Here’s the news of the week – and how we see it here at McAlvany Wealth Management:
Close to Overdone In All Directions
Momentum gained from last week’s QE-favorable FOMC minutes, combined with month-end performance gaming, propelled stock indexes to new highs by the end of trade Thursday. Coincidentally, this happened while the Fed was relatively inactive during the week, pumping less than $8 billion into bonds (only $35 billion for May). This implies that there was a fair bit of short covering behind the melt-up in stocks. ETFs that short stocks have seen much larger inflows at the expense of long ETFs leading up to this week. Although profits in the trade have been elusive so far, it’s the lower upside volume in stocks that supports these bearish bets.
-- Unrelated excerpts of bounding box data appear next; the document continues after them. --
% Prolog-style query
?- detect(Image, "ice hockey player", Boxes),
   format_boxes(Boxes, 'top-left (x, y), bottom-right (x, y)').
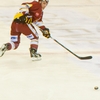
top-left (0, 0), bottom-right (50, 60)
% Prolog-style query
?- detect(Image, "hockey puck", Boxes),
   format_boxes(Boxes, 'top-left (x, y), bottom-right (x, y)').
top-left (94, 86), bottom-right (99, 90)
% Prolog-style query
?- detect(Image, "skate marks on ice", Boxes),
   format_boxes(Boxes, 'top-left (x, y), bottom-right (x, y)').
top-left (0, 7), bottom-right (100, 100)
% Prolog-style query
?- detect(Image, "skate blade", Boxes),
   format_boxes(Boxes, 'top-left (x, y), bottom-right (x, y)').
top-left (0, 48), bottom-right (6, 57)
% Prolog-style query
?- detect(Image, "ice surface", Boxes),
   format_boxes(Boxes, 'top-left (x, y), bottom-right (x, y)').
top-left (0, 0), bottom-right (100, 100)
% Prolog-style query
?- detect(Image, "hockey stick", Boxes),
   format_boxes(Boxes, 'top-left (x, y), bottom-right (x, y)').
top-left (50, 37), bottom-right (92, 60)
top-left (28, 23), bottom-right (92, 60)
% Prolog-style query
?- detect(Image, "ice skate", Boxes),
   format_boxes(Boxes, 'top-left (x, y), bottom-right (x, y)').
top-left (0, 44), bottom-right (7, 57)
top-left (30, 48), bottom-right (41, 61)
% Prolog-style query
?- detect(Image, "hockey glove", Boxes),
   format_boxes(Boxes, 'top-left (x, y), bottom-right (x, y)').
top-left (42, 28), bottom-right (50, 38)
top-left (14, 13), bottom-right (33, 24)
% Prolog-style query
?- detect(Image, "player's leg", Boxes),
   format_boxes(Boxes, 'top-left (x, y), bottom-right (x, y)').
top-left (21, 25), bottom-right (41, 60)
top-left (0, 24), bottom-right (21, 57)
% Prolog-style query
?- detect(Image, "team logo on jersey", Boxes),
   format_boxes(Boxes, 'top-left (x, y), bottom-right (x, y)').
top-left (35, 13), bottom-right (39, 16)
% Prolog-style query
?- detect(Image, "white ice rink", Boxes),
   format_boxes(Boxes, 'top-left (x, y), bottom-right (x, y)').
top-left (0, 0), bottom-right (100, 100)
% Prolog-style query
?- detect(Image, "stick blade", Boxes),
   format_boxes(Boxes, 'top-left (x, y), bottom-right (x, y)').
top-left (79, 56), bottom-right (92, 60)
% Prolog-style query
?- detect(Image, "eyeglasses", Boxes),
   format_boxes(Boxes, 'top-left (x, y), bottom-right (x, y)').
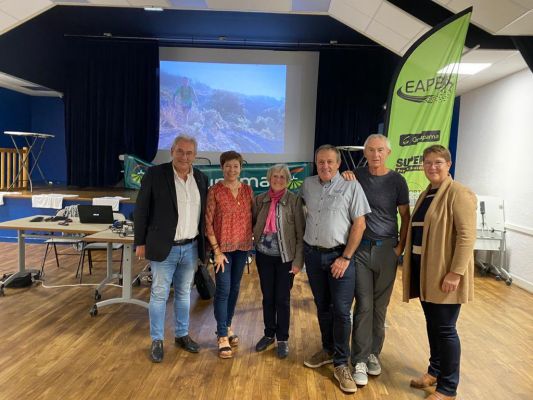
top-left (424, 161), bottom-right (446, 168)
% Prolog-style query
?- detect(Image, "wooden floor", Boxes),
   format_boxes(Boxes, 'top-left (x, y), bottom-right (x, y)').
top-left (0, 244), bottom-right (533, 400)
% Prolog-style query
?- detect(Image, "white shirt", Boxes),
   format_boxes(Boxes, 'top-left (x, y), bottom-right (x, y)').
top-left (174, 168), bottom-right (201, 240)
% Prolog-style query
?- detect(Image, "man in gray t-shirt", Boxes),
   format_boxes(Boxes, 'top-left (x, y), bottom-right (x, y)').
top-left (351, 134), bottom-right (409, 385)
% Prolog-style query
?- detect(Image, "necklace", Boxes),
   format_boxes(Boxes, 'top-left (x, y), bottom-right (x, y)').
top-left (222, 181), bottom-right (241, 205)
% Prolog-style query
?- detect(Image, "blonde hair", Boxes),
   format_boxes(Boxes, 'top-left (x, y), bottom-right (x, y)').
top-left (422, 144), bottom-right (452, 162)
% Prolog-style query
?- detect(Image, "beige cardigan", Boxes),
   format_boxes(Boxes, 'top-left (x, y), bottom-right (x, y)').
top-left (402, 177), bottom-right (477, 304)
top-left (253, 190), bottom-right (305, 268)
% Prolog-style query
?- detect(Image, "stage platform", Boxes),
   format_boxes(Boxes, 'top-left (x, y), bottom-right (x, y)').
top-left (0, 185), bottom-right (138, 242)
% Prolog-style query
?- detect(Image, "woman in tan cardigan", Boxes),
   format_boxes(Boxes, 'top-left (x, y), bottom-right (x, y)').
top-left (253, 164), bottom-right (305, 358)
top-left (403, 145), bottom-right (477, 400)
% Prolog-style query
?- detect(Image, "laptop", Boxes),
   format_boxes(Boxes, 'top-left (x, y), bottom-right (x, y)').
top-left (78, 204), bottom-right (113, 224)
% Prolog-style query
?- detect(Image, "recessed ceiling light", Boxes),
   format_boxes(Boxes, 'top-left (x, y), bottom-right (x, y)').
top-left (144, 6), bottom-right (163, 11)
top-left (439, 63), bottom-right (492, 75)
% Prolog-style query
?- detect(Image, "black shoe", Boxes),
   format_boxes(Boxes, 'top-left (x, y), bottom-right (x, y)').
top-left (255, 336), bottom-right (274, 351)
top-left (150, 340), bottom-right (163, 362)
top-left (278, 340), bottom-right (289, 358)
top-left (174, 335), bottom-right (200, 353)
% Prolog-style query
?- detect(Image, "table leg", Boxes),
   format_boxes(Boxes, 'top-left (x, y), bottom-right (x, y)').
top-left (0, 231), bottom-right (41, 296)
top-left (90, 243), bottom-right (148, 317)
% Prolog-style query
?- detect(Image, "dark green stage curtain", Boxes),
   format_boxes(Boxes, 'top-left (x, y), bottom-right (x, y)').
top-left (315, 46), bottom-right (399, 168)
top-left (65, 38), bottom-right (159, 186)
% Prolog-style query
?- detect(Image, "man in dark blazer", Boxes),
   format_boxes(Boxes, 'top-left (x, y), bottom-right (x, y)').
top-left (134, 135), bottom-right (207, 362)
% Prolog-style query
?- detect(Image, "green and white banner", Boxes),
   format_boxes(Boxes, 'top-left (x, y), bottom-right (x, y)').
top-left (124, 154), bottom-right (313, 194)
top-left (385, 7), bottom-right (472, 200)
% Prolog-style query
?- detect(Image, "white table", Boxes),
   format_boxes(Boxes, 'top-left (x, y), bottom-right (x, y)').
top-left (0, 215), bottom-right (109, 296)
top-left (4, 131), bottom-right (55, 192)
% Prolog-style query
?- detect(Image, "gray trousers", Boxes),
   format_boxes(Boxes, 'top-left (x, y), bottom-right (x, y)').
top-left (351, 239), bottom-right (398, 365)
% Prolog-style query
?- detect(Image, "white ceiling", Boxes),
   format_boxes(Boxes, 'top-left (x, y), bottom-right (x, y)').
top-left (0, 0), bottom-right (533, 95)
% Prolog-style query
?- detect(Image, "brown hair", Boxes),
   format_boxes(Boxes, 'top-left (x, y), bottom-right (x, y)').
top-left (423, 144), bottom-right (452, 162)
top-left (220, 150), bottom-right (242, 167)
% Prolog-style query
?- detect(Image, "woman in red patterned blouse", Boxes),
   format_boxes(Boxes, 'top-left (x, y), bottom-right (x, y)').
top-left (205, 151), bottom-right (253, 358)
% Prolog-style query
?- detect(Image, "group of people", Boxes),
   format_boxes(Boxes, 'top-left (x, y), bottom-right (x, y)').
top-left (134, 134), bottom-right (476, 400)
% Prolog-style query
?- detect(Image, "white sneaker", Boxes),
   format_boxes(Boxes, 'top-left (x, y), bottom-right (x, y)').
top-left (366, 354), bottom-right (381, 376)
top-left (352, 362), bottom-right (368, 386)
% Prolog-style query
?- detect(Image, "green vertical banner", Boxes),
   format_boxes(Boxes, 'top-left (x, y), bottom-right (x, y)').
top-left (385, 7), bottom-right (472, 200)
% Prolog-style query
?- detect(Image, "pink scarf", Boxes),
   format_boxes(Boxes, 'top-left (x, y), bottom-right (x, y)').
top-left (263, 188), bottom-right (287, 234)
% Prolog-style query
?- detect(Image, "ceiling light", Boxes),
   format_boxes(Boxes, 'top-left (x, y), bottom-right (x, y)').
top-left (439, 63), bottom-right (492, 75)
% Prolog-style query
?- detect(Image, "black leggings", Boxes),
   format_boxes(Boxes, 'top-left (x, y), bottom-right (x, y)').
top-left (421, 301), bottom-right (461, 396)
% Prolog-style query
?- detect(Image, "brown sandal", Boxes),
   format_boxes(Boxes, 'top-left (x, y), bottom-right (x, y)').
top-left (218, 336), bottom-right (233, 358)
top-left (228, 326), bottom-right (239, 347)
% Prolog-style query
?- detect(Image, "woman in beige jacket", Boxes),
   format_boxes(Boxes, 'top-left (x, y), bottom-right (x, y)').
top-left (403, 145), bottom-right (477, 400)
top-left (253, 164), bottom-right (305, 358)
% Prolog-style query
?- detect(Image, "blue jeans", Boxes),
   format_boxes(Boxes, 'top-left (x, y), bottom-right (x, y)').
top-left (255, 251), bottom-right (294, 341)
top-left (213, 250), bottom-right (248, 336)
top-left (148, 241), bottom-right (198, 340)
top-left (304, 244), bottom-right (355, 367)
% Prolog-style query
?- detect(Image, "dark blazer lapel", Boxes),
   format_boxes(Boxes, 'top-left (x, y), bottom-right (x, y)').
top-left (165, 162), bottom-right (178, 214)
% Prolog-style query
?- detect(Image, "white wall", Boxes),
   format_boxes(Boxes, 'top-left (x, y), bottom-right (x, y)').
top-left (455, 69), bottom-right (533, 291)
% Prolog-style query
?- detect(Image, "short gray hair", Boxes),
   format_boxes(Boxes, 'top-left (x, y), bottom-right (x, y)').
top-left (267, 164), bottom-right (292, 183)
top-left (170, 134), bottom-right (198, 154)
top-left (315, 144), bottom-right (341, 163)
top-left (363, 133), bottom-right (392, 150)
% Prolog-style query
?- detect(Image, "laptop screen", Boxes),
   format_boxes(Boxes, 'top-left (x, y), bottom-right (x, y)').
top-left (78, 204), bottom-right (113, 224)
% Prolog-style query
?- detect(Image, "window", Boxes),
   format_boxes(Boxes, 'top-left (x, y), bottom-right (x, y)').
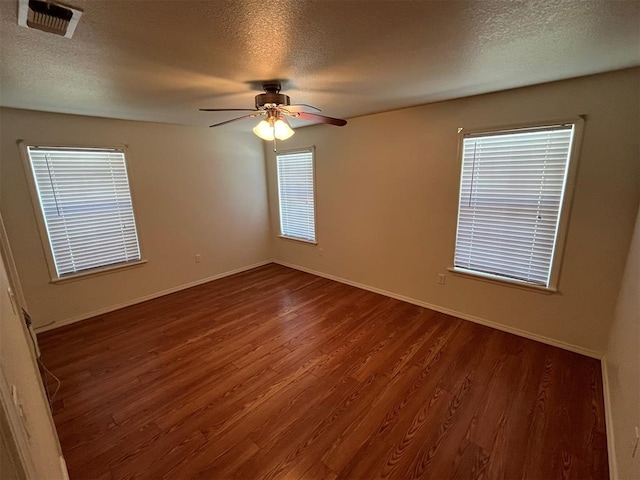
top-left (454, 121), bottom-right (581, 290)
top-left (23, 145), bottom-right (141, 281)
top-left (276, 149), bottom-right (316, 243)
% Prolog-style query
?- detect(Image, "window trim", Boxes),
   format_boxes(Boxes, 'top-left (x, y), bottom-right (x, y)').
top-left (17, 139), bottom-right (147, 283)
top-left (275, 145), bottom-right (318, 245)
top-left (447, 115), bottom-right (586, 294)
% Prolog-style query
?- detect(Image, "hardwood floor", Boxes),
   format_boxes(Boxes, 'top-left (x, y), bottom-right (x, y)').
top-left (39, 265), bottom-right (608, 480)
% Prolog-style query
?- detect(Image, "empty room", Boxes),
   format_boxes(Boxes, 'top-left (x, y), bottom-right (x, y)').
top-left (0, 0), bottom-right (640, 480)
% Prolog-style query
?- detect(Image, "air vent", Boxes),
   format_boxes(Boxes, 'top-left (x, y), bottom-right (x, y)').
top-left (18, 0), bottom-right (82, 38)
Of course, higher stock prices led to the casual dismissal and rationalization of worse-than-expected economic data. Cases in point include a sizeable downward revision (1.0% to -0.1%) in U.S. first-quarter GDP, lackluster durable goods orders, and sluggish pending home sales for April (0.4% month-over-month and -9.4% year-over-year). Consumer spending fell 0.1% in April – which is a first for this year. It helps explain why retail (and banking) sector stocks have had a hard time breaking out to the upside with the broader market.
On the macro front, inflation (of an extremely secular kind, in our opinion) is pressuring more than one central bank to scale back its stimulus efforts. Brazil, South Africa, Hungary, Japan, and perhaps China rounded out the list of countries in the news this week that are taking steps to raise rates or tiptoe around QE (in the case of Japan) to stave off pricing pressures – even if it means crimping GDP. Japan’s decision in particular will have a profoundly negative systemic effect on PIIGS debt – as it began to do this week. In any case, this is an extremely important consensus-forming development, as it puts inflation rather than deflation at the top of the worry list among banks. Though slow to concede, the Fed is coming around as its QE programs gradually lose influence over the long end of the curve.
Ironically, gold has undergone a rather untimely and unwelcome correction as these and other fundamentally bullish events unfold. In such a context, it’s clear that this selloff has been largely technical, perhaps triggered by the short squeeze in stocks. And this correction has not entailed the large volumes witnessed in previous corrections. Downside from here may therefore be limited. Given that fact, 1,200 may not be in the cards – let alone 1,100 or lower, as some pundits suggest.
Also of note, gold deposits at the COMEX have increased steadily leading up to and during this sell-off, by as much as 14.0%, or a little over 1.0 million ounces since mid-March of this year. This means that the smart money is sticking with their gold bets at a time when small investors are being chased away and most likely moving into grossly overvalued stocks. The late day rally in gold and general softness in stocks on Friday could be a preview of coming attractions, though such things often take time to play out.